Per quanto concerne gli obblighi di assunzione previsti dalla contrattazione collettiva si citano, ad esempio, le disposizioni collettive applicabili in caso di cambio appalto di servizi, in forza delle quali l’azienda che subentra ad un’altra è obbligata ad assumere i dipendenti della precedente azienda (cfr., al riguardo, contratto collettivo multiservizi).

Ciò premesso, con riferimento allo specifico quesito riportato, consistente nel comprendere se l’incentivo possa essere riconosciuto nelle ipotesi in cui si proceda ad un’assunzione a tempo indeterminato di un lavoratore che, nei dodici mesi precedenti, abbia avuto un rapporto a tempo determinato di durata superiore ai sei mesi con il medesimo datore di lavoro, si precisa che, come previsto dall’art. 24, comma 4, del D.Lgs. n. 81/2015, disciplinante il diritto di precedenza, tale diritto può essere esercitato a condizione che il lavoratore manifesti la propria volontà alla riassunzione entro sei mesi dalla data di cessazione del rapporto di lavoro (tre mesi nel caso di rapporti stagionali). La manifestazione di volontà, effettuata entro sei mesi dalla cessazione del precedente rapporto, comporta, infatti, la nascita del diritto alla riassunzione, diritto che rimane fermo per dodici mesi dalla data della precedente cessazione.

Nell’ipotesi di mancata manifestazione di volontà nel termine di sei mesi e di riassunzione dello stesso lavoratore prima della scadenza dei sei mesi dalla cessazione del precedente rapporto, si può, comunque, ritenere che l’accettazione della nuova offerta di lavoro possa considerarsi una implicita manifestazione di volontà a essere riassunto.
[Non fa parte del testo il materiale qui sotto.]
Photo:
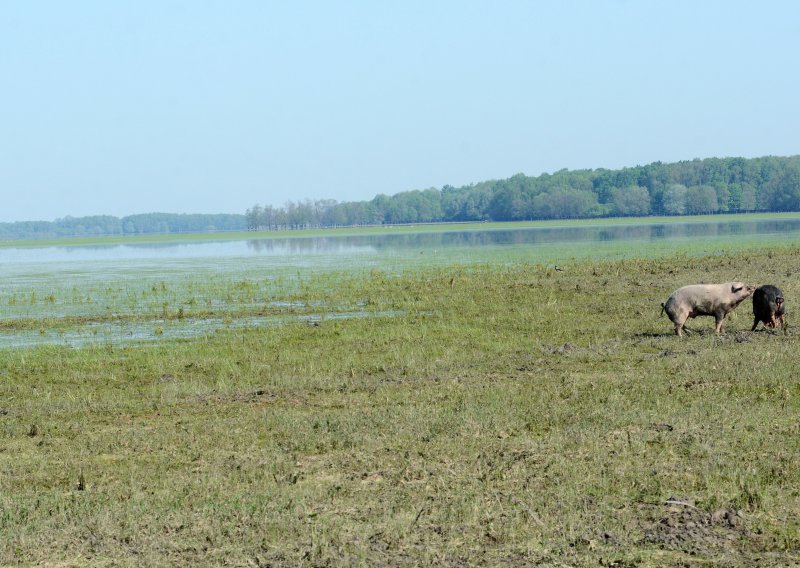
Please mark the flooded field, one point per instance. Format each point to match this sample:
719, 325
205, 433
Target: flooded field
132, 292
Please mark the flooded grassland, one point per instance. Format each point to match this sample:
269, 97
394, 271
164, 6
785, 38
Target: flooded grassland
477, 399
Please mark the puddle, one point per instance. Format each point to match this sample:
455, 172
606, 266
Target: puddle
119, 333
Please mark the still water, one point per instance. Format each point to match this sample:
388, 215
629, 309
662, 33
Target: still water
402, 250
96, 285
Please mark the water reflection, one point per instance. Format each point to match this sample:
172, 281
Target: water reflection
294, 248
519, 236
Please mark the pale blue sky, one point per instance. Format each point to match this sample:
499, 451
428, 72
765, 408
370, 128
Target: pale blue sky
117, 107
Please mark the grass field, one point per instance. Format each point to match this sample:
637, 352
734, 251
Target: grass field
485, 414
396, 229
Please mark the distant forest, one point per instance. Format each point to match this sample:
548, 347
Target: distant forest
696, 187
713, 185
105, 225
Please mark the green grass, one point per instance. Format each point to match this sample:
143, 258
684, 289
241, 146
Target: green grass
508, 415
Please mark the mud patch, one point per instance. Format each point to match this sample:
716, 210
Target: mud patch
677, 524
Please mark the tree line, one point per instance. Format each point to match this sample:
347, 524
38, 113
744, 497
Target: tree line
107, 225
695, 187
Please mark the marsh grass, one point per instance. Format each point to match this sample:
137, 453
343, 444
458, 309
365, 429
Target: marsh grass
506, 415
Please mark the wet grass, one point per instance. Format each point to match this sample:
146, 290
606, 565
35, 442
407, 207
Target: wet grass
503, 414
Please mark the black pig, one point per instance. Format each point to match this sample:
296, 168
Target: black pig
768, 306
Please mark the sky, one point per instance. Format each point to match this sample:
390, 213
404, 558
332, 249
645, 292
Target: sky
125, 107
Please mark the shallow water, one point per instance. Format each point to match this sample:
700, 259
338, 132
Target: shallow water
233, 276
Pertanto, se il medesimo lavoratore viene riassunto entro sei mesi, il datore di lavoro non può usufruire di eventuali incentivi spettanti, a causa della violazione del principio affermato, da ultimo, dall'art. 31, comma 1, lettera a) del D.Lgs. 150/2015, secondo cui gli incentivi non spettano laddove si concretizzi un obbligo di assunzione.
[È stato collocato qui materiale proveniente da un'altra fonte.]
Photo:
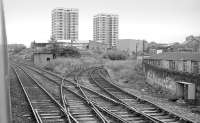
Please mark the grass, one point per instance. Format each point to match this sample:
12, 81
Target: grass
66, 65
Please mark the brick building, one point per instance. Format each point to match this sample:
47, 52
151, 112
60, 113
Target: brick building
177, 72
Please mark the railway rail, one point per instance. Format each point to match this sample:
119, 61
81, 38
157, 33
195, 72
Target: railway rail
96, 77
44, 106
105, 104
109, 106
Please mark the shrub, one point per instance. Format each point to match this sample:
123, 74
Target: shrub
71, 52
115, 55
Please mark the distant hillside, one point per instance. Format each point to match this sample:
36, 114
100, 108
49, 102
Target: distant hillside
192, 42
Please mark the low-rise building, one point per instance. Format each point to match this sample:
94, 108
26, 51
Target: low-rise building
131, 46
42, 58
177, 72
98, 46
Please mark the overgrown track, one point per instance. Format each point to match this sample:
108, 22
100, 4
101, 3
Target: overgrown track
101, 83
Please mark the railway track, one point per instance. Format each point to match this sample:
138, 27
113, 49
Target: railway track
107, 106
45, 108
99, 81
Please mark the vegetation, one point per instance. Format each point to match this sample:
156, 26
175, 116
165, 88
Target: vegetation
115, 55
71, 52
66, 65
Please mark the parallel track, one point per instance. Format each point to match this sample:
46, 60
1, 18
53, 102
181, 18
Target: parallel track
110, 110
99, 80
44, 107
109, 100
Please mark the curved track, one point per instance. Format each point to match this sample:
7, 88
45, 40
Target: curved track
104, 102
44, 107
97, 78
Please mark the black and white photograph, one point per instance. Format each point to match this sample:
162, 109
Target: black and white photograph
99, 61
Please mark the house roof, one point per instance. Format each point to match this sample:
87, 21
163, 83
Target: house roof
193, 56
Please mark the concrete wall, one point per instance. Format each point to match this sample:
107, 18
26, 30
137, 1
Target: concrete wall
166, 82
129, 45
97, 46
41, 59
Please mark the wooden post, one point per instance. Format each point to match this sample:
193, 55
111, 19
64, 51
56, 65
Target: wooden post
5, 113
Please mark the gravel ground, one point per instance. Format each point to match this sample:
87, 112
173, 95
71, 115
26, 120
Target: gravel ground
142, 89
20, 108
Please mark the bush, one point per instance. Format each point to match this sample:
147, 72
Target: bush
115, 55
71, 52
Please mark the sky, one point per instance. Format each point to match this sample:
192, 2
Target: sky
162, 21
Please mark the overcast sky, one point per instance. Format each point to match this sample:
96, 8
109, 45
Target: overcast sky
163, 21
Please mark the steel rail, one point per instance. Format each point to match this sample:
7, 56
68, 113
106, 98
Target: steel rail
26, 95
92, 107
117, 87
124, 104
102, 109
139, 99
46, 92
107, 98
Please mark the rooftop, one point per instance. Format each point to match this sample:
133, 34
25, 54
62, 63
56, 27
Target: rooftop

Se, invece, il precedente rapporto è cessato da più di sei mesi e il lavoratore non ha manifestato il suo interesse ad essere riassunto, il datore di lavoro può legittimamente procedere alla nuova assunzione a tempo indeterminato e godere, fermo restando il rispetto di tutti i presupposti legittimanti, dell’incentivo Neet.